MIAs aim to determine whether a sample belongs to the dataset used to train a
classifier (members) or not (nonmembers). Recently, a new class of label based
MIAs (LAB MIAs) was proposed, where an adversary was only required to have
knowledge of predicted labels of samples. Developing a defense against an
adversary carrying out a LAB MIA on DNN models that cannot be retrained remains
an open problem.
We present LDL, a light weight defense against LAB MIAs. LDL works by
constructing a high-dimensional sphere around queried samples such that the
model decision is unchanged for (noisy) variants of the sample within the
sphere. This sphere of label-invariance creates ambiguity and prevents a
querying adversary from correctly determining whether a sample is a member or a
nonmember.
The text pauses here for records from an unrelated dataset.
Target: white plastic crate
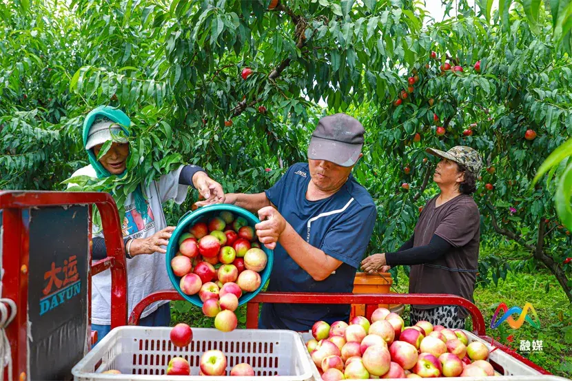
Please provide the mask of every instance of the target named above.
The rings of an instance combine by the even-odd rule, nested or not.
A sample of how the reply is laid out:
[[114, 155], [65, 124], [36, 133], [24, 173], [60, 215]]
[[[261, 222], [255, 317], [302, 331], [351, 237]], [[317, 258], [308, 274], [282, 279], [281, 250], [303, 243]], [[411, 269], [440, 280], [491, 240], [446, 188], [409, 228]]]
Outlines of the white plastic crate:
[[[227, 357], [227, 372], [233, 366], [247, 362], [256, 377], [232, 377], [237, 381], [312, 380], [311, 360], [300, 336], [292, 331], [235, 329], [223, 333], [214, 329], [193, 328], [193, 340], [185, 348], [172, 344], [169, 327], [120, 327], [112, 330], [72, 369], [75, 381], [113, 380], [165, 380], [169, 361], [185, 358], [191, 375], [177, 380], [227, 380], [227, 377], [199, 376], [201, 356], [210, 349], [219, 349]], [[101, 374], [117, 369], [123, 374]]]
[[[484, 341], [484, 340], [481, 339], [476, 335], [469, 332], [469, 331], [463, 331], [465, 333], [467, 333], [467, 336], [469, 338], [469, 342], [472, 342], [473, 341], [480, 341], [487, 346], [487, 347], [489, 349], [489, 352], [493, 350], [492, 346], [489, 342]], [[313, 338], [311, 333], [309, 332], [301, 333], [301, 336], [305, 344], [306, 342]], [[316, 365], [314, 364], [314, 362], [311, 360], [311, 358], [310, 357], [307, 349], [306, 349], [306, 356], [310, 361], [312, 371], [314, 372], [314, 380], [318, 381], [322, 380], [322, 378], [320, 376], [320, 373], [318, 371], [318, 368], [316, 367]], [[542, 375], [540, 372], [538, 372], [538, 371], [536, 371], [535, 369], [531, 368], [526, 364], [524, 364], [518, 361], [517, 359], [514, 358], [508, 353], [505, 353], [500, 349], [497, 349], [496, 351], [491, 353], [491, 354], [489, 356], [489, 362], [493, 364], [493, 367], [495, 368], [495, 370], [498, 371], [500, 374], [503, 375], [500, 377], [496, 377], [494, 378], [492, 378], [492, 380], [503, 380], [506, 381], [565, 381], [566, 380], [567, 380], [566, 378], [558, 377], [555, 375]], [[396, 379], [390, 378], [389, 380]], [[489, 377], [456, 377], [453, 378], [439, 377], [437, 378], [432, 378], [431, 380], [487, 381], [487, 380], [491, 380], [491, 378]]]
We analytically characterize the success rate of an adversary
carrying out a LAB MIA when LDL is deployed, and show that the formulation is
consistent with experimental observations. We evaluate LDL on seven datasets —
CIFAR-10, CIFAR-100, GTSRB, Face, Purchase, Location, and Texas — with varying
sizes of training data. All of these datasets have been used by SOTA LAB MIAs.
Our experiments demonstrate that LDL reduces the success rate of an adversary
carrying out a LAB MIA in each case. We empirically compare LDL with defenses
against LAB MIAs that require retraining of DNN models, and show that LDL
performs favorably despite not needing to retrain the DNNs.